Braided Morning Coat felt that “Hear, hear!” would have been appropriate to this beautifully delivered oration. But it had not the spirit now to say “Hear, hear” to anything. Its fond but presumptuous hopes lay shattered in a thousand pieces.

“The Public expects certain things of you, Mr. Shelmerdine, as the future head of a distinguished family. As a woman of extended public experience, I would like to give you this piece of advice, which was given to me by Mr. Macready: Never disappoint the Public, and the Public will never disappoint you. You have your duties to fulfil—to yourself, to your family, and to your country. I do not say that my granddaughter would be incapable of helping you to fulfil them, because a member of an old theatrical family, in my judgment, Mr. Shelmerdine, is unworthy of the great traditions in which she has been bred if she cannot adorn any position to which it may please Providence to call her. But, at the same time, I recognize that public opinion looks to you to form an alliance elsewhere. I am sure it will be a great disappointment to the world, and a great grief to your excellent parents, whom I have not the pleasure of knowing, but who, I am sure, must be very worthy as well as very distinguished people, if you should persist in this desire to form an alliance with my granddaughter.”

Braided Morning Coat, for all the compliments paid to it, which it had every reason to think sincere, began to feel as chastened as if it had been knocked down and run over by a Barnes and Hammersmith omnibus. Long before Grandmamma had said her say, the unlucky garment hadn’t a kick left in it.

Where was Mary? Somehow it did not seem to be playing quite fair to leave him all this time to the tender mercies of Grandmamma. Full of mischief like the rest of ’em, thought the Braided Morning Coat. She knows all the time we are gettin’ it terrific; but instead of standin’ by us like a man and a brother, she retires to the basement to help Cook peel the potatoes for supper.

“I hope, ma’am,” said the miserable varlet, “your decision is not a final one.”

“I am afraid, Mr. Shelmerdine, that I can find no reason at present to think otherwise.”

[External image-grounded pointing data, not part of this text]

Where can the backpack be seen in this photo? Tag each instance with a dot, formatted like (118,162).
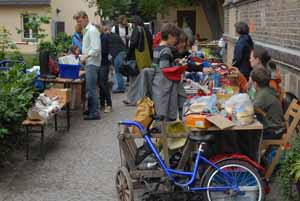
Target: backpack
(117,31)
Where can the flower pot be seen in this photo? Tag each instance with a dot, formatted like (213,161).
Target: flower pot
(298,188)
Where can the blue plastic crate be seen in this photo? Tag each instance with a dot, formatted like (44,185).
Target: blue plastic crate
(69,71)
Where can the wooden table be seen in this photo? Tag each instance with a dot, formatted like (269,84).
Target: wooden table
(256,127)
(64,101)
(68,83)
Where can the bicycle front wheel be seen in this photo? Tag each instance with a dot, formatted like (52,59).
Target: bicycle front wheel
(243,175)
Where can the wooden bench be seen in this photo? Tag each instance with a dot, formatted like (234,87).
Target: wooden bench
(64,101)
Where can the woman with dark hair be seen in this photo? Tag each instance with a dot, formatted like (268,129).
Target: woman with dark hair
(78,37)
(260,58)
(140,48)
(242,49)
(165,92)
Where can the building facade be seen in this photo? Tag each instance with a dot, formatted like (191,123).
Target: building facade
(205,18)
(275,25)
(13,15)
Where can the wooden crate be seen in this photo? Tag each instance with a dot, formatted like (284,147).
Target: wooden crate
(63,94)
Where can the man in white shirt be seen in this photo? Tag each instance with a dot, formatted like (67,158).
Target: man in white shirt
(91,57)
(122,29)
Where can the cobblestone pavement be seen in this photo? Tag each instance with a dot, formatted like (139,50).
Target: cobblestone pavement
(80,165)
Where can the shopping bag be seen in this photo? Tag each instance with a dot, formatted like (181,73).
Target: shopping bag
(144,112)
(143,59)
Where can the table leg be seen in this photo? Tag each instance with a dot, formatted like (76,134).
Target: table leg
(165,145)
(68,115)
(42,148)
(55,122)
(27,143)
(83,98)
(260,146)
(185,155)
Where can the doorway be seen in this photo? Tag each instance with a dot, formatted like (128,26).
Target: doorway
(188,17)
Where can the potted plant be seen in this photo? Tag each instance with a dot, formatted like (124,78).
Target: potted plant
(296,174)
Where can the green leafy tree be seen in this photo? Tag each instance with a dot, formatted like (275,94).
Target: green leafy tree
(6,43)
(35,23)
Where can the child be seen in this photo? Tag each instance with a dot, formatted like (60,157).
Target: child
(267,106)
(165,91)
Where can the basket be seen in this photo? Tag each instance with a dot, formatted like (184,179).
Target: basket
(69,71)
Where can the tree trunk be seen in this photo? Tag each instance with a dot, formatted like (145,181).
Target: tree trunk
(298,188)
(212,14)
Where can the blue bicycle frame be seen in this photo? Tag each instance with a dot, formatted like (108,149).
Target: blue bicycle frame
(192,175)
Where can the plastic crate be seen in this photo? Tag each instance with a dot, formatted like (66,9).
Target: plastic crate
(69,71)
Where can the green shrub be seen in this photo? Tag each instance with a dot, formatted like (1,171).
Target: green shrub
(17,94)
(287,170)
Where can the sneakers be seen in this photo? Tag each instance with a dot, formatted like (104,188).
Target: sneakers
(97,117)
(108,109)
(117,91)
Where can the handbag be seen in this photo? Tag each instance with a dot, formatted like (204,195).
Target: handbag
(129,68)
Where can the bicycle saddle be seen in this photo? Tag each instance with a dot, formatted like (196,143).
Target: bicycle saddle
(207,138)
(158,117)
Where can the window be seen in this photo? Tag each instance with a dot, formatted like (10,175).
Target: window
(59,28)
(28,34)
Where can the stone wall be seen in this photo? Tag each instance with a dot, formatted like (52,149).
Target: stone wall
(275,25)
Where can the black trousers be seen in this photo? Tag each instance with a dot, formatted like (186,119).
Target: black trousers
(105,95)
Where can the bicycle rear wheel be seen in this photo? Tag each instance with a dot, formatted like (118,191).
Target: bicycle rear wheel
(244,175)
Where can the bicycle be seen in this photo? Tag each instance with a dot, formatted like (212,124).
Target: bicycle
(232,178)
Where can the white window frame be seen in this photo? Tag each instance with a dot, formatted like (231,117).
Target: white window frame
(31,38)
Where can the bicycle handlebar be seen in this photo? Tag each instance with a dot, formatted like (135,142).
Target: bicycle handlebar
(133,123)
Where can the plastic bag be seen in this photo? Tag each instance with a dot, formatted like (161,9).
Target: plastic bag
(241,109)
(200,104)
(144,112)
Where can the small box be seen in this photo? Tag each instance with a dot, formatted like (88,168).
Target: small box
(69,71)
(63,94)
(197,121)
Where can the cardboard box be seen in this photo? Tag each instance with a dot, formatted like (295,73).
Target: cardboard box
(197,121)
(63,94)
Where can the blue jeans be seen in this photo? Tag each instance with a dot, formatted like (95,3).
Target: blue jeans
(91,75)
(105,96)
(118,76)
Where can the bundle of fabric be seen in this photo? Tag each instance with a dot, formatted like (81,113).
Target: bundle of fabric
(44,107)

“Well, ma’am, it’s hardly my fault that I may have to succeed my father.”

“Mr. Shelmerdine, I quite accept that statement.”

In the neck again, you silly blighter, snarled the Twin Brethren.

“I’d abdicate if I could, but I can’t, ma’am, accordin’ to the rules of the Constitution. My Governor says—”

“Mr. Shelmerdine, I fully appreciate the insurmountable nature of the barrier.”

“I shall have enough to keep a wife, ma’am, but if you feel that I ought to go into Parliament, I shall be only too pleased to see about it at once.”

Lady Macbeth appreciated the honorable nature of the proposal, which intensified her great regret. But even a seat in Parliament could not gloss over the fact that he was the son of his father.

Suddenly, the front door bell pealed loudly down in the basement and reverberated throughout the house. A casual caller—perhaps Grandmamma’s old friend, Sir Swire, who called to see her most Sundays when he was in London.

The Braided Morning Coat winged a pious apostrophe to its private, particular gods.

Alas! the luckless garment was a trifle premature in its hymn of thanksgiving.